Skip to main content
Foreign Policy Briefing

Foreign Policy Masochism: The Campaign for U.S. Intervention in Yugoslavia

July 1, 1992 • Foreign Policy Briefing No. 19

Foreign policy experts, media pundits, and congressional leaders are calling with increasing frequency for the United States to intervene militarily in the Yugoslavian conflict. Although the Bush administration has wisely resisted such proposals, it has slowly escalated the U.S. political and diplomatic role and thereby increased the danger of a subsequent military entanglement. Leading administration officials also seem to be weakening in their resolve to keep out of the fray.
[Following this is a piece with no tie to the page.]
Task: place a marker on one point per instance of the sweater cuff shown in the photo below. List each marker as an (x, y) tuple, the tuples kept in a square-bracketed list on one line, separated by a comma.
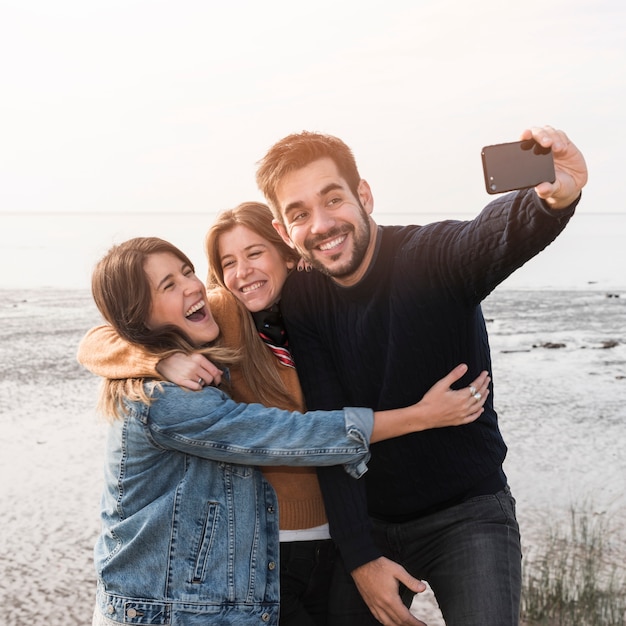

Those who urge the United States to become involved in the turmoil taking place in the Balkans embrace a reckless policy. Military intervention would almost certainly result in the loss of American lives and create a host of long‐​term political risks and burdens without even the hope of offsetting tangible benefits. The ethnic conflicts convulsing Yugoslavia result from long‐​standing animosities that are impervious to solutions imposed from the outside. In that sense, Yugoslavia is a larger and more dangerous version of Lebanon.

Equally important, there is no need for the United States to become entangled in the fighting. Yugoslavia has never been a vital interest of the United States, and contrary to some of the superheated rhetoric of interventionists, the region is a geopolitical backwater in the post‐​Cold War era. The outcome of the fighting will not have a significant impact even on the European, much less the global, balance of power and, therefore, does not warrant U.S. action. Although the bloodletting is undoubtedly tragic, it does not serve the best interests of the American people to have this country become a participant in the carnage.